Такую же многовековую историю насчитывает и тонкорунное овцеводство. Издревле богатство многих стран определялось числом овечьих стад. Овцеводство было развито в древней Греции и Египте, в государствах Передней Азии: Финикии, Ассирии, Персии. Тысячи лет назад возник миф о золотом руне. И всегда, как бы далеко в глубь веков мы ни заглянули, рядом с овцами находились охранявшие их собаки, друзья и помощники человека, владельца стад.

…Медленно движется отара. Овца идет и кормится — подгонять ее не нужно. Но следить требуется непрерывно.

У овцы свои причуды. Понаблюдайте, как она идет. Солнце у нее всегда за хвостом, а впереди — тень. Дневное светило проделало какую-то часть пути по небосводу — и овца изменила направление своего движения ровно настолько, чтобы тень по-прежнему бежала впереди. Стадный инстинкт берет свое и здесь — овца следует за собственной тенью. Если предоставить полную свободу, сделает за день почти полный круг и придет к тому же месту, откуда отправилась с утра.

Подул ветер в лоб — сейчас же повернется на сто восемьдесят градусов и пошла назад: ни за что не пойдет против ветра.

Ни у одного домашнего животного так не развит стадный инстинкт, как у овцы: куда одна, туда все. Это и хорошо и плохо. Хорошо потому, что позволяет легче управлять тысячеголовым стадом. Плохо — ибо, если напали на отару волки, перережут всех до единой.
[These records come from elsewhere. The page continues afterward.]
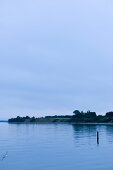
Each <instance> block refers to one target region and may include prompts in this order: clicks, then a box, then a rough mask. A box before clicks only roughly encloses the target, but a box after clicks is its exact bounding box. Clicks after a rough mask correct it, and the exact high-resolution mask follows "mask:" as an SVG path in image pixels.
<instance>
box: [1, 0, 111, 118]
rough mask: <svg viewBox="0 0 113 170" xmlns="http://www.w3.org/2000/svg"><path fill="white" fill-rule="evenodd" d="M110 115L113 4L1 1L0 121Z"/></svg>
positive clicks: (8, 0) (103, 3)
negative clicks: (28, 118)
mask: <svg viewBox="0 0 113 170" xmlns="http://www.w3.org/2000/svg"><path fill="white" fill-rule="evenodd" d="M75 109H77V110H80V111H81V110H83V111H87V110H91V111H96V112H97V113H98V114H105V113H106V112H107V111H111V110H113V1H112V0H54V1H53V0H16V1H15V0H10V1H9V0H0V119H7V118H10V117H15V116H17V115H19V116H26V115H29V116H36V117H38V116H44V115H55V114H72V113H73V111H74V110H75Z"/></svg>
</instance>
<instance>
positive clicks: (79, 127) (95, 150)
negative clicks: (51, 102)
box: [0, 123, 113, 170]
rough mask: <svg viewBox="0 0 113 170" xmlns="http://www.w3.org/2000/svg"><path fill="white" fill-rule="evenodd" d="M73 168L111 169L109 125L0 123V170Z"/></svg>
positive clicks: (111, 161) (42, 169) (68, 169)
mask: <svg viewBox="0 0 113 170" xmlns="http://www.w3.org/2000/svg"><path fill="white" fill-rule="evenodd" d="M97 131H99V135H100V140H99V144H97V140H96V132H97ZM6 152H8V153H7V156H6V157H5V158H4V159H3V160H2V158H3V156H4V155H5V154H6ZM73 169H75V170H101V169H102V170H113V125H71V124H8V123H0V170H73Z"/></svg>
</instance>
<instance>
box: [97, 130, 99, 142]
mask: <svg viewBox="0 0 113 170" xmlns="http://www.w3.org/2000/svg"><path fill="white" fill-rule="evenodd" d="M97 144H99V132H98V131H97Z"/></svg>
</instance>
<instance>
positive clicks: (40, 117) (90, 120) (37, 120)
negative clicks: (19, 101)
mask: <svg viewBox="0 0 113 170" xmlns="http://www.w3.org/2000/svg"><path fill="white" fill-rule="evenodd" d="M8 122H9V123H13V122H17V123H29V122H31V123H33V122H35V123H36V122H75V123H113V111H110V112H107V113H106V114H105V115H97V114H96V112H91V111H89V110H88V111H87V112H83V111H79V110H74V111H73V115H55V116H45V117H38V118H35V117H29V116H26V117H20V116H17V117H16V118H11V119H9V120H8Z"/></svg>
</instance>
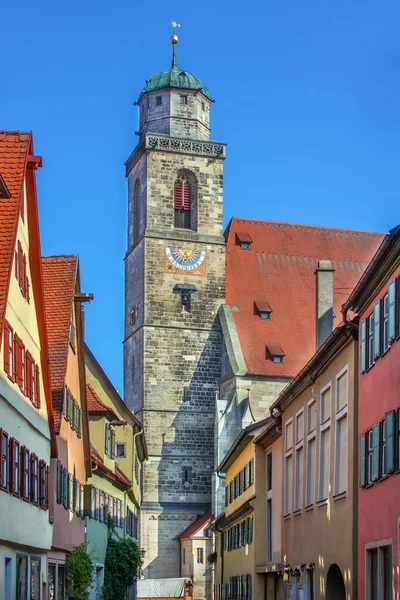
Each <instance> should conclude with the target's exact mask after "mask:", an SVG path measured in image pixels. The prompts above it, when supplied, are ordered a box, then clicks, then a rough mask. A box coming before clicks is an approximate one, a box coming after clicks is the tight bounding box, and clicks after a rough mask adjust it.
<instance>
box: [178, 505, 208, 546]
mask: <svg viewBox="0 0 400 600" xmlns="http://www.w3.org/2000/svg"><path fill="white" fill-rule="evenodd" d="M211 519H212V514H211V510H208V511H207V512H205V513H204V514H203V515H200V517H198V518H197V519H196V520H195V521H193V523H191V525H189V527H187V528H186V529H185V530H184V531H182V533H181V534H180V536H179V539H182V538H188V537H190V538H191V537H193V536H194V535H196V533H197V532H198V531H200V529H204V527H206V525H208V523H210V521H211Z"/></svg>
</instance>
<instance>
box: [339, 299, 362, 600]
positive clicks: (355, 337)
mask: <svg viewBox="0 0 400 600" xmlns="http://www.w3.org/2000/svg"><path fill="white" fill-rule="evenodd" d="M347 311H348V309H347V308H345V309H344V310H343V311H342V315H343V321H344V323H345V325H346V327H347V328H348V329H349V330H350V332H351V334H352V337H353V339H354V340H355V344H354V364H353V376H354V386H353V389H354V411H353V414H354V417H353V418H354V423H353V434H354V435H353V465H354V466H353V482H352V485H353V515H352V518H353V535H352V540H353V552H352V556H353V574H352V583H351V587H352V597H353V598H357V591H358V590H357V588H358V585H357V582H358V411H359V409H358V365H359V362H358V361H359V348H358V324H356V323H354V322H352V321H349V320H348V319H347ZM354 459H355V460H354Z"/></svg>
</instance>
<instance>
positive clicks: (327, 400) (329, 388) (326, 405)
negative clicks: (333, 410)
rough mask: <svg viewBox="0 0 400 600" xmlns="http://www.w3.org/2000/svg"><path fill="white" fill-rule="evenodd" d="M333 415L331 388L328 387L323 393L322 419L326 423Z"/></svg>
mask: <svg viewBox="0 0 400 600" xmlns="http://www.w3.org/2000/svg"><path fill="white" fill-rule="evenodd" d="M330 416H331V388H328V389H327V390H325V391H324V392H323V393H322V394H321V414H320V421H321V423H325V421H327V420H328V419H329V417H330Z"/></svg>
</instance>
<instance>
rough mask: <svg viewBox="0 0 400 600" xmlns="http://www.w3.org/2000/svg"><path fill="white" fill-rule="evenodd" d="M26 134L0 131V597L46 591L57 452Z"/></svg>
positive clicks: (30, 595) (4, 599) (30, 155)
mask: <svg viewBox="0 0 400 600" xmlns="http://www.w3.org/2000/svg"><path fill="white" fill-rule="evenodd" d="M40 164H41V159H40V157H38V156H35V155H34V152H33V145H32V135H31V134H30V133H26V134H25V133H19V132H10V133H7V132H1V133H0V195H1V198H0V202H1V204H2V208H1V211H0V229H1V231H2V236H3V240H2V248H1V251H0V271H1V275H0V298H1V300H0V321H1V349H0V365H1V367H0V450H1V457H0V506H1V514H2V515H3V517H2V519H1V523H0V597H1V598H3V599H4V600H13V599H14V598H15V597H18V598H21V599H22V600H28V598H35V599H36V598H37V599H39V598H41V597H42V594H45V593H46V592H47V552H48V551H49V550H50V548H51V544H52V534H53V526H52V523H51V515H50V513H49V465H50V459H51V457H52V456H56V454H57V450H56V443H55V437H54V429H53V414H52V403H51V386H50V372H49V363H48V348H47V335H46V329H45V318H44V302H43V287H42V277H41V267H40V240H39V234H38V213H37V202H36V193H35V170H36V169H37V167H38V166H40Z"/></svg>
Нужно до тонкости изучить все особенности поведения овцы, примениться к ним. Как в старину искусный кормчий заставлял парусное судно плыть и по ветру, и наперекор ему, минуя подводные препятствия, так и чабан ведет отару, прибегая ко всяческим ухищрениям, выработанным долголетним опытом, стараясь принудить стадо быть послушным его воле.

С приближением зимы начинается большая передвижка мериносовых и каракульских стад. По степи пролегли отгонные тропы. Они ведут на Черные земли.

Черные земли — это огромная впадина площадью в несколько миллионов гектаров между Азовским и Каспийским морями, в правобережной части обширной Прикаспийской низменности. С юга она защищена Кавказским хребтом, с севера ее прикрывает Волжская возвышенность. Холодные ветры не залетают сюда. Зато постоянно дующий с Каспия южный ветер — моряна — приносит на Черные земли много тепла.